In such an one there should be found, above all things, a comprehensive grasp of the situation, of the relations of the various points and events of the field to each other, and to the general purpose; a faculty of retaining the head under unexpected circumstances; not only of planning in advance, but of originating new combinations when the old ones are interrupted; and, as much as anything, a judgment and impulse combined, both audacious yet neither incautious; a decision in acting on this judgment and impulse instantaneously, without waiting to balance chances; and, thereafter, neither doubt nor delay, but only belief and persistence to the end.

Such an one, if simple, honest, unambitious, and magnanimous, might aptly represent the best results of a republic, and worthily command its armies even in those crises when nations are never saved without a leader.

Early in June, 1865, steps were taken with the sanction of the government to procure the indictment of Lee and others for the crime of treason. The former rebel chief at once appealed to Grant, who went in person to the President, and protested verbally and in writing against the measure. Johnson, however, was obstinate, and Grant finally declared that he would resign his commission in the army if the paroles which he had granted should be violated. This determination was conclusive. The proceedings were abandoned, and the communication of this decision was the last official act in the intercourse of Lee and Grant.

1 ‘His paper differed from mine only in being fuller.’—Johnston's Military Narrative, p. 405.

General Johnston's account of our interview in his “Narrative,” (page 402 et seq.) is quite accurate and correct.’—Sherman's Memoirs, vol. II., p. 350.
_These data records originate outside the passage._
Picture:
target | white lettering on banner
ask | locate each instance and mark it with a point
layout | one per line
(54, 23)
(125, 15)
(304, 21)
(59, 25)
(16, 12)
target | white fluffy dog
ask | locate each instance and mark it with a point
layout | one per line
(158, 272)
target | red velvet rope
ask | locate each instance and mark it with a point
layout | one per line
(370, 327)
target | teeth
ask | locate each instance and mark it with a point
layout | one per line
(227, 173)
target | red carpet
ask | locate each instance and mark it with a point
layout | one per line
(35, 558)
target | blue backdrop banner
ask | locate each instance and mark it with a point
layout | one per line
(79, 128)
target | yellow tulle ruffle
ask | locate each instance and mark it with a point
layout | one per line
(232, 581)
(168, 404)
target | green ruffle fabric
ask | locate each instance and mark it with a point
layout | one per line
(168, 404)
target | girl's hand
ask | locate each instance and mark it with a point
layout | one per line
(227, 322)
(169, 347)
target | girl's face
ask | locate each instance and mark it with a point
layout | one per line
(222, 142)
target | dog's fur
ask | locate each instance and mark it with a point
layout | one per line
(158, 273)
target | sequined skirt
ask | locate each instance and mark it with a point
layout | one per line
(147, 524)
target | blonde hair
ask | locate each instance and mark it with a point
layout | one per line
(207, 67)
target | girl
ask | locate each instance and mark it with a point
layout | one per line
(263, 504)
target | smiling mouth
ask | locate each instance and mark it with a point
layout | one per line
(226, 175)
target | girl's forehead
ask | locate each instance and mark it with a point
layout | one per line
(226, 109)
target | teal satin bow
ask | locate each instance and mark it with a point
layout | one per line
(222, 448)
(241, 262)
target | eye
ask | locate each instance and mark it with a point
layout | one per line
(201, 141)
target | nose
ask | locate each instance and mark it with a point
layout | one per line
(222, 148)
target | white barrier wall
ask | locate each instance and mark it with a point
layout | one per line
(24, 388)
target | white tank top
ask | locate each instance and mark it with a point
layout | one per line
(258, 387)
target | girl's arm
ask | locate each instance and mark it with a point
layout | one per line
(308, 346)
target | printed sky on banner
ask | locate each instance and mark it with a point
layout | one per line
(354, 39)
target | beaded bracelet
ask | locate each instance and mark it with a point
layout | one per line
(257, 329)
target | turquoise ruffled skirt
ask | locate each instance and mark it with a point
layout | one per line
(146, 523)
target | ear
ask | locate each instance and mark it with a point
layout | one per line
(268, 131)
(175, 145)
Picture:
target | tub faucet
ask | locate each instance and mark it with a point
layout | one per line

2 ‘The President directs me to say that he wishes you to have no conference with General Lee, unless it be for the capitulation of Lee's army, or on solely minor and purely military matters. He instructs me to say that you are not to decide, discuss, or confer upon any political question; such questions the President holds in his own hands, and will submit them to no military conferences or conventions.’ —Stanton to Grant, March 3d. See page 401.

3 Yet General Johnston, one of the most honorable of the rebel commanders, does not hesitate, in his ‘Military Narrative,’ p. 398, to designate the entire remaining rebel command as ‘an army of about 20,000 infantry and artillery and 5,000 mounted troops,’ and to contrast this with what he calls ‘Grant's, of 180,000 men; Sherman's, of 110,000 at least; Canby's, 60,000—odds of seventeen or eighteen to one.’

Over 70,000 rebels were surrendered by Johnston and Richard Taylor alone.

4 I chanced to bear to General Grant in North Carolina the news of the publication of Secretary Stanton's famous memorandum, and I never saw the general-in-chief so much moved as on this occasion. He had hoped that the original excitement displayed at the cabinet meeting would be concealed from the country, and when he discovered the contrary his indignation was extreme. He declared it was ‘infamous’that a man who had done such service as Sherman should be subjected to imputations like these.

Sherman's own resentment was intense, and Grant strove hard to appease it, and to bring about amicable relations between two men so signally important to their country as the great War Minister and the soldier of Atlanta and the March. But it was long before the sense of injustice which Sherman felt could be allayed.

Some very interesting letters on this subject, which I am allowed to publish, will be found in the Appendix, together with all the official documents necessary to the history of the episode.

The rebel account will be found in full in Johnston's ‘Military Narrative.’